Parmi eux, une adolescente encore consciente, blessée au ventre, lançait avec désespoir à une amie, pour décrire la situation à l'intérieur de l'école : "Les terroristes sont en train de nous tuer ! Ils font tout exploser !" Pendant près de trois heures, les tirs n'ont pas cessé. Les forces de l'ordre se livraient à une attaque au canon de tanks T-72 contre l'école, où étaient toujours retranchés, apparemment, quelques terroristes. Ce choix semblait nettement privilégier la liquidation rapide des terroristes, plutôt qu'un effort de sauvetage des otages. Des responsables ont ensuite fait savoir que 27 ravisseurs avaient été tués, que 3 autres avaient été capturés, tandis que d'autres expliquaient que certains s'étaient échappés.

Un policier ossète, ayant écouté les communications radio d'une partie des forces armées, raconte avoir entendu un appel d'un officier russe à ne pas tirer au canon de tanks sur l'école. "Des femmes sont aux fenêtres de l'école, agitant des vêtements et des mouchoirs blancs pour qu'on ne tire pas !", aurait crié cet officier. Les tanks T-72 ont malgré tout ouvert le feu en direction de l'école.

"Les femmes étaient utilisées par les terroristes comme bouclier humain, on le sait bien, mais quand même, il ne fallait pas tirer comme ça !", s'indignait, plus tard, dans la soirée, ce vétéran de l'armée soviétique, accablé par la "façon catastrophique" avec laquelle, selon lui, l'assaut a été mené. "On nous a interdit de donner le vrai chiffre des gens dans l'école, glissait aussi, avec colère, une femme en uniforme de la police ossète en s'adressant à des journalistes occidentaux. Notre pouvoir est comme ça, il nous ment. Moi, je vous le dis : il y avait 1 200 personnes dans l'école."

A la nuit tombée, le président de l'Ossétie du Nord, Alexandre Dzassokhov, déclarait à la télévision que des "Arabes" figuraient parmi le groupe de terroristes.
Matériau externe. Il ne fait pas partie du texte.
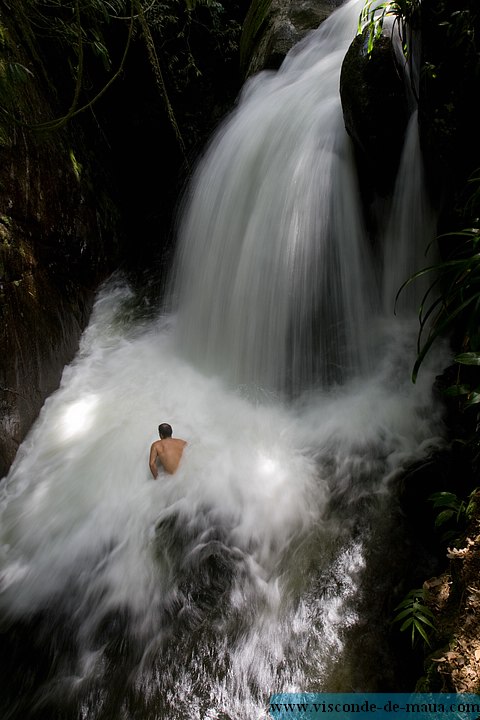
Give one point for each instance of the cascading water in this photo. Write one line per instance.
(250, 570)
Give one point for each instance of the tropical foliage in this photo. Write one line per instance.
(415, 615)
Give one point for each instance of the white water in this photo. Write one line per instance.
(242, 574)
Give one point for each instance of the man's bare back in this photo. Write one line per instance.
(167, 450)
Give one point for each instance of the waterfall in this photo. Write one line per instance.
(272, 246)
(259, 567)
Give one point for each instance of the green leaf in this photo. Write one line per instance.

Il indiquait, à l'unisson avec la version officielle du FSB, les services secrets russes, qu'aucun assaut armé de l'école n'avait été planifié, et que seuls les terroristes étaient responsables de l'issue sanglante.
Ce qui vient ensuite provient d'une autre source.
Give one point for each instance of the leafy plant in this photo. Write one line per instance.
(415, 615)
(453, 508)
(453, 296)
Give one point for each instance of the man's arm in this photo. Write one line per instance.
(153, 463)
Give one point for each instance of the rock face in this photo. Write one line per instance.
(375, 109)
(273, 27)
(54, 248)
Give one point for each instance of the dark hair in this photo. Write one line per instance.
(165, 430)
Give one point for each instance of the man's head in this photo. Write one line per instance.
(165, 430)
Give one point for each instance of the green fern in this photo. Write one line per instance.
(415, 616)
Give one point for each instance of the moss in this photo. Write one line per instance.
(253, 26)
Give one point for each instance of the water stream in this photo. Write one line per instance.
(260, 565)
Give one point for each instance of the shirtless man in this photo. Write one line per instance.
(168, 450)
Au même moment, des équipes de démineurs russes procédaient à la destruction des explosifs placés dans l'école par le commando terroriste. Ces explosions semblaient être, tout aussi bien, destinées à achever de détruire l'école, recouvrant de gravats les indices qui auraient pu servir à l'enquête, et rendant impossible tout décompte précis des restes humains carbonisés restés à l'intérieur.

Natalie Nougayrède


L'avertissement de Vladimir Poutine

Vladimir Poutine a effectué, samedi à l'aube, une visite éclair à Beslan, où s'est déroulée la prise d'otages. "Toute la Russie souffre, pleure et prie avec vous", a déclaré le président russe qui s'est rendu au dispensaire de la ville pour rencontrer les blessés. "Toutes les options étaient à l'étude, mais l'emploi de la force n'était pas planifié", a-t-il assuré lors de cette visite au cours de laquelle il a eu une courte réunion avec le président nord-ossète Alexandre Dzassokhov. "Les événements se sont développés très vite, de façon inattendue, et les services spéciaux ont démontré beaucoup de courage", malheureusement "ils ont subi de lourdes pertes", a relevé le président russe, dont la visite n'avait pas été annoncée et qui n'a été accueilli par aucun responsable régional à son arrivée à l'aéroport.

"L'un des principaux objectifs des terroristes à Beslan était de semer la haine inter-ethnique et d'enflammer le Caucase du Nord, a relevé Vladimir Poutine. Quiconque soutiendra ceci sera considéré comme un complice des terroristes." - (AFP.)